According to the UN, around one third of all food produced for human consumption each year ends up being thrown away – which is about 1.3 billion tons of food. If that’s hard to visualise, imagine 210 million killer whales. If that feels crushing, it’s because it is. Food waste is becoming a major problem, and its one that we cannot continue to ignore.
In the UK last year, over one million people visited food banks for emergency 3 day food supplies – struggling because their incomes were simply too low. Meanwhile, nearly 3,000 people were sleeping on the streets, without regular food supplies, a figure which does not even take into account those living in temporary accommodation. In the context of this mounting food crisis, it seems criminal to allow so much food to sit rotting in supermarket bins rather than being distributed to those in desperate need.
Not only that, but the food industry has massive environmental implications. There is increasing awareness of the effects of animal rearing on the environment – which is a huge producer of harmful methane gas, as well a big use of resources such as water and grain, which could be used for human consumption. For all the food that is thrown away, all this environmental damage has been completely unnecessary, as no one is even eating the food that is produced – and rotting food only adds to the methane footprint of the food industry.
In the face of this crisis, ‘bin diving’ is a movement that is gaining traction, which sees people break into supermarket bins and take the food that has been thrown away. A far cry from the image of rooting through rotten cabbages, the reality is that most of the food thrown away by supermarkets is still completely safe to eat – most people would agree that use-by dates are a overly-cautious guide rather than the rule and law.
Many charities take advantage of this availability of surplus food, such as FoodCycle, which collects wasted food and cooks communal meals for local communities. However, individuals who do the same are often faced with legal challenges, as ‘bin-diving’ could lead to prosecution under anti-theft laws – a high-profile case last year saw 3 men, who took £33 worth of food from an Iceland bin, arrested by the Metropolitan Police.
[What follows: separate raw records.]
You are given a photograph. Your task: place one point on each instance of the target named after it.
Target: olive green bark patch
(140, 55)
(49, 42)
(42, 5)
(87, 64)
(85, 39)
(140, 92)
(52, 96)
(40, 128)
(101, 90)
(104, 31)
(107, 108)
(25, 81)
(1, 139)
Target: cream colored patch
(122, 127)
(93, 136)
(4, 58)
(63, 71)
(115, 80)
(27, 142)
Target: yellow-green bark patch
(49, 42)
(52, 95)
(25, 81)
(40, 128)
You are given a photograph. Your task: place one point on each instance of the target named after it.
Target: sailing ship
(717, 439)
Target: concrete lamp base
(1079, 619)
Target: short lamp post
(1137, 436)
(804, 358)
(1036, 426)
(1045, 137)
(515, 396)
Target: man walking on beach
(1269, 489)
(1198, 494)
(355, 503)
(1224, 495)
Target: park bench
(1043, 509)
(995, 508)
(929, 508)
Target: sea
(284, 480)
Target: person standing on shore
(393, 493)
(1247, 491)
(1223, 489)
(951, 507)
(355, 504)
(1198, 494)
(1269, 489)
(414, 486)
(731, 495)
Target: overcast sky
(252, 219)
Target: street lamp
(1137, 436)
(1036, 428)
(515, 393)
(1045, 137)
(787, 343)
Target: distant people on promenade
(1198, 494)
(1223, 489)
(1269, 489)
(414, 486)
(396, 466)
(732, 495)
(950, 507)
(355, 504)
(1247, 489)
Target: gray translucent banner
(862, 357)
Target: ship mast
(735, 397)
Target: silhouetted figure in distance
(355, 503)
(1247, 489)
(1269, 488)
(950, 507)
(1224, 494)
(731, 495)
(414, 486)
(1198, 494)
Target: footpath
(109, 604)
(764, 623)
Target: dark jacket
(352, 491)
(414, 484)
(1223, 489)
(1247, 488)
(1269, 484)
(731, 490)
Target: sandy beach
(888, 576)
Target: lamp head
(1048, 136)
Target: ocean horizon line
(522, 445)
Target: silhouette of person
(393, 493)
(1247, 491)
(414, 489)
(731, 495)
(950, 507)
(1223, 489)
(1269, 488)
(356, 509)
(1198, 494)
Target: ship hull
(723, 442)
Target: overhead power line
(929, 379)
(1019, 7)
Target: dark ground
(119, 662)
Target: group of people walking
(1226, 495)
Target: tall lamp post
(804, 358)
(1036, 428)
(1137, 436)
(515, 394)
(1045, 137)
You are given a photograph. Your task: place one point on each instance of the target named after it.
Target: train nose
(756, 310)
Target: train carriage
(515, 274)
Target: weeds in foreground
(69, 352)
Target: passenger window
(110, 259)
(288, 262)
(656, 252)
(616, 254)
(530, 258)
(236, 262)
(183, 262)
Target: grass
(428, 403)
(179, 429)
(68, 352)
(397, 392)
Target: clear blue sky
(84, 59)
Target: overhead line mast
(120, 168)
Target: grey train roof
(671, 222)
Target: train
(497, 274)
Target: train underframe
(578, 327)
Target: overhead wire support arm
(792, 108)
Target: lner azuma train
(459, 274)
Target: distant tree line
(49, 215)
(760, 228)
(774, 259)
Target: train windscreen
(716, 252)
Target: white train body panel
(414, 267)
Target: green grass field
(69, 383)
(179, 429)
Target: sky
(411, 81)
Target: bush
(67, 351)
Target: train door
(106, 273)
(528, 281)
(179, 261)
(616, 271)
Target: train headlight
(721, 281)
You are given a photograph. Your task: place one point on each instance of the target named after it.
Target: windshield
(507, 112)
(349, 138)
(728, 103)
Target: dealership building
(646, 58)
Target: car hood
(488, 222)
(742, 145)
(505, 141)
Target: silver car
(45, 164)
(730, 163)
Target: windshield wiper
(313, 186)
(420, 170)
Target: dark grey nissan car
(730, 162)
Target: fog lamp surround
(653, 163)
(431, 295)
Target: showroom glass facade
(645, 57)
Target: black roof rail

Thankfully, Iceland did not pursue the case, but this is telling of the stigma attached to the practice. These three men were punished for simply needing to eat. For those who cannot afford to buy food, taking food that has been thrown away by supermarkets – already marked as not for profit – should not involve legal risks. There should instead be pressure placed on supermarkets to redistribute this food in the first place. And for the rest of us, ‘bin-diving’ is a way of opting out of the current economy, where where big businesses can dictate policy, whilst having horrible records on environmental and human rights.
The amount of food currently going to waste each year is a shameful waste of resources when so many are going hungry. The UN Sustainable Development Goals for 2015 saw a call for halving global food waste by 2030, a commendable goal. But to achieve this, there needs to be a radical re-think of how we approach food waste.